In a story for iHealthBeat,I spoke with Victoria Bogatyrenko, the vice president of product and innovation at insurer United HealthCare. That company has been putting both cost and quality data for their providers online so that consumers can browse the options. Bogatyrenko says they'll be analyzing the data from the online tool at the end of the year and have a few questions in mind.

"Of those people who used the tool, did they go to the physician for the service that they were looking for, that they estimated cost for in the tool?" she asks. "Did they switch from their longstanding doctor to a new provider who might have been more cost effective or who might be of higher quality?"

Bogatyrenko says 84 percent of users in recent focus groups say they're very likely to access the data again.

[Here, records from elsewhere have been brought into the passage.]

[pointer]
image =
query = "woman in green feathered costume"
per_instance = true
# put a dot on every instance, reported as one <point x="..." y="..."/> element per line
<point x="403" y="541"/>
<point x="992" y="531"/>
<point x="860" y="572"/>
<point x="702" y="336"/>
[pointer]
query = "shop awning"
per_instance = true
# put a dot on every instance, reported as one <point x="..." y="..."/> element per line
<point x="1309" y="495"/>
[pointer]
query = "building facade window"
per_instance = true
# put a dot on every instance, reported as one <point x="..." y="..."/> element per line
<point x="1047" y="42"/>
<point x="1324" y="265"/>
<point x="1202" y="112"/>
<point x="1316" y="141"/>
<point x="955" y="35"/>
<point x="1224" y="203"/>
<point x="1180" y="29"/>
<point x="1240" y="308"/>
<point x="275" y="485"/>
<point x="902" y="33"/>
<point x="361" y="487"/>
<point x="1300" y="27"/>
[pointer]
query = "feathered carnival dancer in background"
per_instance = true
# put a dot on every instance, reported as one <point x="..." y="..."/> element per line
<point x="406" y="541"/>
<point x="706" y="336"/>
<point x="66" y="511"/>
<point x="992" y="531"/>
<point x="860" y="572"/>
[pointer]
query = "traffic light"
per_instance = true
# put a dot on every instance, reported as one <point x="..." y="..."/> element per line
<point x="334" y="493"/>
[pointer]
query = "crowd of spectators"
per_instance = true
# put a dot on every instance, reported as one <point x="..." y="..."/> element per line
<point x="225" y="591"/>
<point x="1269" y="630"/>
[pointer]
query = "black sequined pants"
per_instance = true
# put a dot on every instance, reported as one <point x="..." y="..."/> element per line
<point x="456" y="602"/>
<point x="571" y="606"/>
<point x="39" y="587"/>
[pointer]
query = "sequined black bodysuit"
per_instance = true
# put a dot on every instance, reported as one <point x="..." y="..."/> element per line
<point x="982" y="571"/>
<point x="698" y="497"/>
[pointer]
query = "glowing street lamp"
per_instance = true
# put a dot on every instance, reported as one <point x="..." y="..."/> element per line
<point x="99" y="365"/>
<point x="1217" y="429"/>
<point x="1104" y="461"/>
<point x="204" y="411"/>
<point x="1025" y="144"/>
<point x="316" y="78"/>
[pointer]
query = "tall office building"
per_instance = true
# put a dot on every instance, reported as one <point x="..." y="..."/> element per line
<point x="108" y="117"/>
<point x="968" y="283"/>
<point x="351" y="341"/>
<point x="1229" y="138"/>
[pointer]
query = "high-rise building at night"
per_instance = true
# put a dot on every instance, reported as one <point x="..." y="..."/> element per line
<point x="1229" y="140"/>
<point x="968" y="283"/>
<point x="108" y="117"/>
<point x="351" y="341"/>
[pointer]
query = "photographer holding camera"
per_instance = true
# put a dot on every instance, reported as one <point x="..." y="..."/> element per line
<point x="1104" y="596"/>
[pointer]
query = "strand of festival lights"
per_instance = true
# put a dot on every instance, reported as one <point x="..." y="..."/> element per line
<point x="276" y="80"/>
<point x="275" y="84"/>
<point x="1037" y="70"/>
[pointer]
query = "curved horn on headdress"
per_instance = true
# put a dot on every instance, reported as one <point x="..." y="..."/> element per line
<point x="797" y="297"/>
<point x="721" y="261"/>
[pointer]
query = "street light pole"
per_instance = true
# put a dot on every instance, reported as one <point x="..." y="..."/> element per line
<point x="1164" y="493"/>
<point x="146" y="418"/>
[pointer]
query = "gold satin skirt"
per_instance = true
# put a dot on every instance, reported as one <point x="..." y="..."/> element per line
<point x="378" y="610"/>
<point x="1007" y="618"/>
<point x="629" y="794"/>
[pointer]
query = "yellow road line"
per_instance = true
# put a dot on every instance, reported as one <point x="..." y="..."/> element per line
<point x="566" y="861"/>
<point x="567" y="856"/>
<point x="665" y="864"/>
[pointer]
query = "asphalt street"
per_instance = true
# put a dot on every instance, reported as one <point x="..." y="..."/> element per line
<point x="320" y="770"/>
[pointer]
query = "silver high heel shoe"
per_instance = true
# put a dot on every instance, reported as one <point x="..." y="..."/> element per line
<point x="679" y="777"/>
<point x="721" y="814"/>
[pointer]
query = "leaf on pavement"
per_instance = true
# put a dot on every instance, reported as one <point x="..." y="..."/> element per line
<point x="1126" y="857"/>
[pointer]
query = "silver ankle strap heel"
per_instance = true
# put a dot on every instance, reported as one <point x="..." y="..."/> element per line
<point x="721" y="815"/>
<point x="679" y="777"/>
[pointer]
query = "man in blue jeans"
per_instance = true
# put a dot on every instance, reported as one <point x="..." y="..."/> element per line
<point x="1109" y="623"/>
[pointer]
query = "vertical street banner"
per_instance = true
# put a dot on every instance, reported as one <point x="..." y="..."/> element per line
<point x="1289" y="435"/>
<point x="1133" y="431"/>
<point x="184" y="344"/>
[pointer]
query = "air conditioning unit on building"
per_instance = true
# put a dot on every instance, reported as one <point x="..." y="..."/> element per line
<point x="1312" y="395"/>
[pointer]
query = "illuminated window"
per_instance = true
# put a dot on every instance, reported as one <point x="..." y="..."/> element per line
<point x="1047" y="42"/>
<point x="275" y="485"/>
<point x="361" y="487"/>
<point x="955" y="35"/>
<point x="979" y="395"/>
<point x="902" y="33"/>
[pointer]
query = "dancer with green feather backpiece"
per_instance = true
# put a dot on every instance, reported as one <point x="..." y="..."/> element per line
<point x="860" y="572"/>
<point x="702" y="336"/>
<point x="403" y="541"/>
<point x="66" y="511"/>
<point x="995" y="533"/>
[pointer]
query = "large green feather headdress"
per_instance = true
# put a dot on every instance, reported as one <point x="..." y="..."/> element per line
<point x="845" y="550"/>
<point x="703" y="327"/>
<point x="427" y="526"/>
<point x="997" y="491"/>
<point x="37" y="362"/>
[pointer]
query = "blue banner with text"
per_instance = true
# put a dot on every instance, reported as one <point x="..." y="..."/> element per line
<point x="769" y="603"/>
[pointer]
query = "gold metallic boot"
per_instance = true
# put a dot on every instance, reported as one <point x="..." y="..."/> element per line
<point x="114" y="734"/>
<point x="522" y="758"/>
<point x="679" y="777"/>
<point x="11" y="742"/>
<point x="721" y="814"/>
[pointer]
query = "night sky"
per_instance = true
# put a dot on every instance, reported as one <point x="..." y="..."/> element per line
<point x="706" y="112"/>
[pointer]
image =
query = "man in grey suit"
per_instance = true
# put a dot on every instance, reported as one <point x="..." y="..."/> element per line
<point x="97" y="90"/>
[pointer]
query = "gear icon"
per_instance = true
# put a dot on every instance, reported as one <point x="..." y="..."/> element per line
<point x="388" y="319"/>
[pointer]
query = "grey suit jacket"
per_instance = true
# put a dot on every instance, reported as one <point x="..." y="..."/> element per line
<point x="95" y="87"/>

More striking, a third of those said using the tool changed their decision about their provider or treatment.

Still, recent testimony to a US Senate Committee on Finance hearing about medical bills suggested cost transparency alone won't be enough to rein in the price of health care.

Steven Brill whose article in Time Magazine helped prompt the hearing told senators, "While transparency starts the conversation about prices ... it's only a start."

UCLA's Health Policy Center director Jerry Kominski told me earlier this month that he is skeptical that cost data alone will drive health care costs down. But he says the more transparency there is, the less medical billing will feel like a "mysterious and black box process."
And Kominski says it is sure to achieve another important goal: Increasing consumers' confidence in how their health care dollars are being spent.